Prep time: 10 minutes
Total time: 25 minutes
- 3 tbsp lemongrass, minced
- 2 garlic cloves, finely chopped
- ¼ cup shallots, minced
- 2 tbsp dark brown sugar
- 2 tbsp Asian fish sauce
- 2 tsp low sodium soy sauce
- 1 tbsp canola oil
- 1 tsp toasted sesame oil
- ¼ tsp freshly ground black pepper
- 4 (5 oz.), thin-cut ( ⅓” to ½”) bone-in center-cut pork chops
- Low fat cooking spray
Ingredient for the carrots
- ¼ cup white vinegar
- 3 tbsp plus 1 tsp sugar
- ¼ tsp salt
- 4 carrots, peeled and cut into 2” matchsticks (about 2 cups)
- Combine lemongrass, garlic, shallots, dark brown sugar, Asian fish sauce, soy sauce, canola oil, sesame oil, and black pepper in a food processor or blender; process until combined.
- Place pork chops in a large zip-top bag, add marinade, and gently massage into both sides of chops. Seal bag and refrigerate for about 3 hours.
- Meanwhile, prepare the carrots. In shallow bowl, combine vinegar, sugar, and salt together, stir until sugar dissolves. Add carrots, tossing well to coat. Cover and set aside, tossing once or twice until pork is ready (about 1 hour).
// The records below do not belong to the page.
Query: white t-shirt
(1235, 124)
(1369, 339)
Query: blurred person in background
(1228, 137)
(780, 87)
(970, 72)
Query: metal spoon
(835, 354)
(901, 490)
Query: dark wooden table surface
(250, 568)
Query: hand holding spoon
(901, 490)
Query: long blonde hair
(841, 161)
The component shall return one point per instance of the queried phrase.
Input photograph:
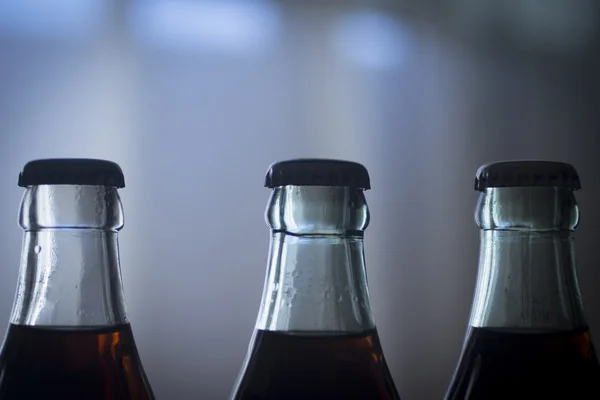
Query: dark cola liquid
(287, 365)
(503, 364)
(56, 363)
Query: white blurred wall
(196, 98)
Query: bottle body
(527, 335)
(69, 336)
(315, 336)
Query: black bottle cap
(317, 172)
(72, 171)
(527, 173)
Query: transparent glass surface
(315, 335)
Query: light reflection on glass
(226, 26)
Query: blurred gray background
(196, 98)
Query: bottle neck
(316, 278)
(70, 273)
(527, 278)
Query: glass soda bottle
(315, 337)
(527, 336)
(69, 337)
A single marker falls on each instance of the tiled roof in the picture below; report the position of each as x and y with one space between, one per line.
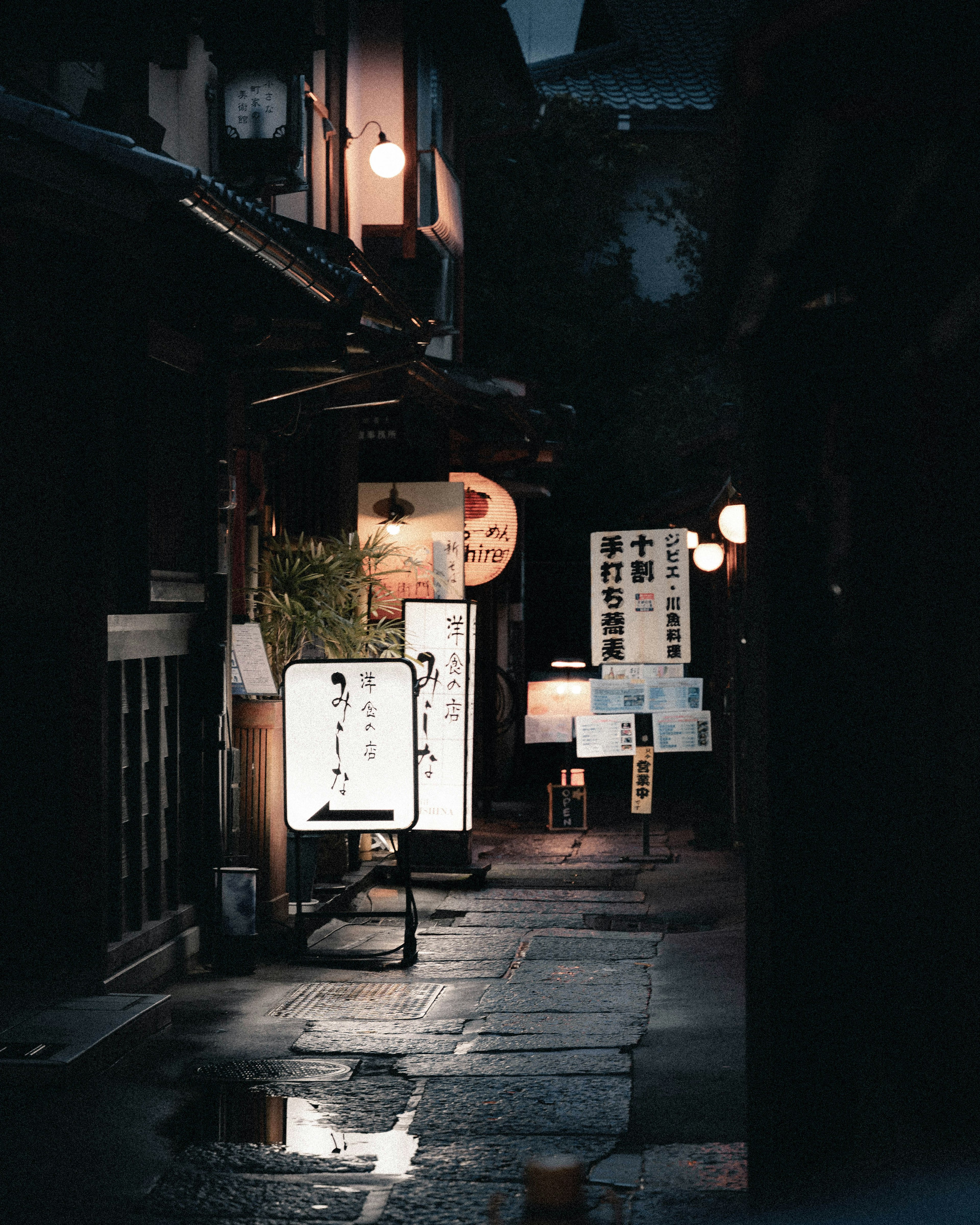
669 54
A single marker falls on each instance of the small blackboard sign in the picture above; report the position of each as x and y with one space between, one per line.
567 806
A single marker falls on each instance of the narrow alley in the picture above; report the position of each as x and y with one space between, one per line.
579 1005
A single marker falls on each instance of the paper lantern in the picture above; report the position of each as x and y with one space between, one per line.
732 524
708 557
491 530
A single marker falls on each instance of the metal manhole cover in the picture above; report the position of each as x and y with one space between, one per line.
277 1070
357 1001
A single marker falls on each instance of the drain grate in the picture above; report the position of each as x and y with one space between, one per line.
357 1001
277 1070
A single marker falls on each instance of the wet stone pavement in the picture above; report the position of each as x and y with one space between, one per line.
525 1030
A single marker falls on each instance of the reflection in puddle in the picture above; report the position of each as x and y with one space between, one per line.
241 1115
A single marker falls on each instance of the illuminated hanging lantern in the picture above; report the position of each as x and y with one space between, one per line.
732 524
708 555
491 535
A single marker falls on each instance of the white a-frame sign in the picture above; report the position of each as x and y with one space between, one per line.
351 745
442 635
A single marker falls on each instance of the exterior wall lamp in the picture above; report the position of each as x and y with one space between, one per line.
388 158
732 524
708 557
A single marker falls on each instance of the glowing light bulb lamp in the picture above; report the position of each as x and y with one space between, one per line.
388 158
732 524
708 557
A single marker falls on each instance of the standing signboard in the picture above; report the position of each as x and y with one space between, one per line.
442 636
640 597
351 745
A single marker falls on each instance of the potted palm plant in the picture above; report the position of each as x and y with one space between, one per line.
324 596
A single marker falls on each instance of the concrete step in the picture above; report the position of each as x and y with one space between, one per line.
78 1037
564 876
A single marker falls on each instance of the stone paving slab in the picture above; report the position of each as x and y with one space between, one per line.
560 1023
688 1207
524 1106
410 1026
601 1061
582 973
581 1038
374 1044
192 1195
476 904
477 932
602 947
696 1168
514 996
563 895
499 1158
434 972
454 949
463 1204
522 921
222 1157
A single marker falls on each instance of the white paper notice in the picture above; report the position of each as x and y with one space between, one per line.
680 733
548 729
604 736
250 673
448 565
609 697
672 694
640 606
640 672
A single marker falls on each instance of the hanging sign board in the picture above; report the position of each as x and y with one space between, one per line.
642 794
351 744
604 736
640 672
640 606
250 673
442 635
679 732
- When ready to cook pork, discard marinade and brush excess off meat. Heat a grill pan over medium-high. Spray pan lightly with low fat cooking spray and grill pork until just cooked through (about 2-3 minutes per side). Transfer to a platter, tent with foil, and let rest for about 5 minutes. Serve with the carrots.